Brooks could never understand how badly I needed to hear those words in that moment. Brooks cupped my face between his palms, his fingers warm against my wet face. His thumbs ran circles over my skin and I leaned in, needing the touch. Needing to feel the connection even if it wasn’t the one I still craved.
“You’re a good person with a big heart. I love how you want to take care of everyone. But you can’t. Some people can’t be saved. And that doesn’t mean there’s anything wrong with you.” I leaned in, my nose an inch from his. “Aubrey, you have to let go of this thing you had with Maxx.”
“That’s what I’m trying to do!” I whispered.
“Okay, but you also have to let go of the guilt. You’re putting on a brave face. You’re playing the part of the girl who is moving forward. But I can see that you’ve only been willing to go halfway,” Brooks admonished gently.
“You really need to forgive yourself, Aubrey. For Jayme. For what you think happened with Maxx. For all of it. Until you do that, you’ll be stuck.”
Shit, he was right. He was so, so right.
“Stop trying to save everyone else and worry about saving yourself. Don’t you deserve that?”
I should have wanted to pull out of Brooks’s hold on my face. But I didn’t. I wanted to lean in and drink in the comfort he gave me. I wanted to lose myself in the sensation of someone else. I needed to remember what it felt like to touch someone who wasn’t Maxx. Otherwise, I was terrified I’d never be able to truly move on.
I pushed myself into Brooks’s personal space and he stilled instantly. He held himself rigid and I could feel his breath on my cheeks. Slowly and purposefully I brushed my lips against his and I heard his audible gasp. It had been years since I had kissed him.
But it was familiar. Did I want this kind of familiar?
Yes.
No.
I was horribly confused.
But I pushed myself into it, pressing my lips harder against Brooks’s. I kissed him with a heart that was empty but wanting so desperately to feel something again. I tried to open my mouth and invite him in but realized that Brooks wasn’t responding. I pulled back slightly and opened my eyes. The eyes that looked back at me were dark. He was angry.

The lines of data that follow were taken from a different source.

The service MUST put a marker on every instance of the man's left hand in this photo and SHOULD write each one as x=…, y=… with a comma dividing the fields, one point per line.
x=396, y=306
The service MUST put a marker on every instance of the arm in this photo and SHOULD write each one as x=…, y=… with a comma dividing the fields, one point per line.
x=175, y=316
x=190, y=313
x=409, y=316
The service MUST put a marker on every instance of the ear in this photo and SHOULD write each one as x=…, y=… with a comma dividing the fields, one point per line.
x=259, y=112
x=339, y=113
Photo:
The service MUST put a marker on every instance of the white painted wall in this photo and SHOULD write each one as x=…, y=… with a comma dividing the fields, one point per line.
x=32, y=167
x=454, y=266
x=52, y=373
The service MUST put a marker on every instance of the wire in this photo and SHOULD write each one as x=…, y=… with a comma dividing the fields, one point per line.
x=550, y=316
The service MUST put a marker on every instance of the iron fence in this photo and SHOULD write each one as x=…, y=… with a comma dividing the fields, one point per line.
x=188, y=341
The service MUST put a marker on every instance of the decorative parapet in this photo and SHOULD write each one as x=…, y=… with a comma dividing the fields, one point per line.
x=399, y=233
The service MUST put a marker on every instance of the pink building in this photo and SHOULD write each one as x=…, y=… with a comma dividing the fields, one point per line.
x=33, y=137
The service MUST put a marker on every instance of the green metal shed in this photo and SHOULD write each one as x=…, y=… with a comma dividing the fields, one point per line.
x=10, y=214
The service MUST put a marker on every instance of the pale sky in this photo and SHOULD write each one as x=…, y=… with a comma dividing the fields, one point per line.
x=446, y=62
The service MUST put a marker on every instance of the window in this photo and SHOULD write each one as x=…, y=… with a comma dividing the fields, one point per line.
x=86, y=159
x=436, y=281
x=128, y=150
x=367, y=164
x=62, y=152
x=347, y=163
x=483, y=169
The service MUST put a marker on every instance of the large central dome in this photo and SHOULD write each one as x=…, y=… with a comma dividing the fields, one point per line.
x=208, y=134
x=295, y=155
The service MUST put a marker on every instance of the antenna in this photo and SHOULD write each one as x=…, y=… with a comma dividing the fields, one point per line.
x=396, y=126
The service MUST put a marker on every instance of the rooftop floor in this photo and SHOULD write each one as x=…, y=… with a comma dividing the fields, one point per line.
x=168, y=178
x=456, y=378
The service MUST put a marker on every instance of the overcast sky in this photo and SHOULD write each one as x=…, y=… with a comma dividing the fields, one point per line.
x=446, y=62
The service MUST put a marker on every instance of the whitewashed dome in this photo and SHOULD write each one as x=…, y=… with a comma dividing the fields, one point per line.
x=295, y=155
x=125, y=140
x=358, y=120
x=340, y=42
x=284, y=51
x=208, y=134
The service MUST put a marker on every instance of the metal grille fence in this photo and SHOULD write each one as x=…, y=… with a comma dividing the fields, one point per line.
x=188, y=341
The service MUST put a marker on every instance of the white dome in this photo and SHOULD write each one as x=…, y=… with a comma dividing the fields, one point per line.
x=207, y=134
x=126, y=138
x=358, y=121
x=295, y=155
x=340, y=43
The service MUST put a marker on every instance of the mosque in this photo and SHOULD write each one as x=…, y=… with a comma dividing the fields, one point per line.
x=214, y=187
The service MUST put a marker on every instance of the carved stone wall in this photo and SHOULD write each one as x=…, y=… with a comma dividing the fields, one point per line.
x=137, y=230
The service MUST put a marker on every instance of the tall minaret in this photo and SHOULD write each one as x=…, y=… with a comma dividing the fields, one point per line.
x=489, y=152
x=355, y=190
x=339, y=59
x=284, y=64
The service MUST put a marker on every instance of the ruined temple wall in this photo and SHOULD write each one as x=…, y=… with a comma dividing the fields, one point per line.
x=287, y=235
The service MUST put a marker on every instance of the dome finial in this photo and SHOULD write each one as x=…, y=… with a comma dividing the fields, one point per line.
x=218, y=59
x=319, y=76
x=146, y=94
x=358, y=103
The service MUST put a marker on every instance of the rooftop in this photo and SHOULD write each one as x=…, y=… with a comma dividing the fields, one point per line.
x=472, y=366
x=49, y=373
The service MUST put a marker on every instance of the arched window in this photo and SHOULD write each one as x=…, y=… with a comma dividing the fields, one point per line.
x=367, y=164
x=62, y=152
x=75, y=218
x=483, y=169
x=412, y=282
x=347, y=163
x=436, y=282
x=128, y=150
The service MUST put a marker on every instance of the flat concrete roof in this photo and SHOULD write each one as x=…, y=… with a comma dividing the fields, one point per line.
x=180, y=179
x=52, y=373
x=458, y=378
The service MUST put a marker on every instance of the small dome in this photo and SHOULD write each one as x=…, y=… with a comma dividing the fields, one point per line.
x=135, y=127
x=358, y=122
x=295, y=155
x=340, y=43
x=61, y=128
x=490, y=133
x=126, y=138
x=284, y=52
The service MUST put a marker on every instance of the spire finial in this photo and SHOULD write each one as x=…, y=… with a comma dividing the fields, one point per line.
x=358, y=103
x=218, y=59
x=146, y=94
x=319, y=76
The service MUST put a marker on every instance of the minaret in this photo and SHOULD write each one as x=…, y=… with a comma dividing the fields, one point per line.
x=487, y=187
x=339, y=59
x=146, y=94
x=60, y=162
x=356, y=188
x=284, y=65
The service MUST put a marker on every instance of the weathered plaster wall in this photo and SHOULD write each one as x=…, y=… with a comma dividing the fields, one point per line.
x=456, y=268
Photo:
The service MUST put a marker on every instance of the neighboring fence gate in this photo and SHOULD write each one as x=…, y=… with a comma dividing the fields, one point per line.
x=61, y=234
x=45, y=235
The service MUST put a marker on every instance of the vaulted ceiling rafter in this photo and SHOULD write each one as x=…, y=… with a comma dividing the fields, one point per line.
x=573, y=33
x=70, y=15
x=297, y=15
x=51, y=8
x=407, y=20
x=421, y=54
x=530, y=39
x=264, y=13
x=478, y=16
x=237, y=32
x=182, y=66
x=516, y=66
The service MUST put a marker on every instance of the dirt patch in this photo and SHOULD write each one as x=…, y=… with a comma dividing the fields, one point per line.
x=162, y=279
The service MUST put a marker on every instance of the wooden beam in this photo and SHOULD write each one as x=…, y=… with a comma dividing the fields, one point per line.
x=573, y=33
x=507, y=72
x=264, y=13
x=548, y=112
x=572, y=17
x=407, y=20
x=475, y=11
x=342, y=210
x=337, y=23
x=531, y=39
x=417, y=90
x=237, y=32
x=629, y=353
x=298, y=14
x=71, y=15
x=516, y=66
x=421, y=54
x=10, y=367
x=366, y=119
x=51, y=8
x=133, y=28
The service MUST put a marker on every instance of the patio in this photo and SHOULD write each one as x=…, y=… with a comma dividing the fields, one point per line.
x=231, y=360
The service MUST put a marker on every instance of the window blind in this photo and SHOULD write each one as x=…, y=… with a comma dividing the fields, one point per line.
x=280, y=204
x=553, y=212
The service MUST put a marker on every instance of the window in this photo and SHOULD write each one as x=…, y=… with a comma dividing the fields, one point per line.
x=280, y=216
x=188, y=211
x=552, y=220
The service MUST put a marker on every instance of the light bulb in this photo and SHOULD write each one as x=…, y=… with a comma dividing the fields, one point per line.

“I’m sorry—” I began, but Brooks cut me off.
“What the hell, Aubrey?” Brooks demanded, getting to his feet and rubbing his hand over his mouth as though to wipe my kiss from his skin.
My cheeks flushed in humiliation. Brooks’s rejection ripped a hole straight through me.
“I just thought you wanted to . . .”
“Not like this! Not with you crying and miserable over some other dude!” he practically shouted.
I stood up and reached out to touch him, trying to make this better. But he recoiled instantly. “Brooks, I never meant to—”
“Use me? Try to make yourself feel better?” Brooks spat out.
I felt sick. He was right. That’s exactly what I was doing and that wasn’t fair. To him or to me. “You’re right. That’s exactly what I was doing,” I said quietly, running my hands over my face in agitation. What was wrong with me?
I knew, on some level, Brooks had feelings for me. And I had counted on those feelings to help me force something on the both of us. I cared about Brooks, but my heart still belonged to someone else, whether I wanted it to or not. You can’t give away something that wasn’t yours to give in the first place.
Brooks blew out a noisy breath and looked as upset as I had ever seen him. I couldn’t believe that I’d screwed up everything between us all over again. Because of Maxx. It was always because of Maxx. I felt like a total idiot.
“I think I should go,” Brooks said, grabbing his keys from the coffee table.
“Wait, Brooks, please! Don’t hate me!” I pleaded.
Brooks stopped just before reaching the door. “I don’t hate you, Aubrey. I could never hate you. I just want more for you than this,” he said as he opened the door.
I wasn’t sure exactly what this was. Maxx? Brooks? My pathetic attempts to use my best friend to feed my ego and make me feel better? Before I could say anything else, Brooks left.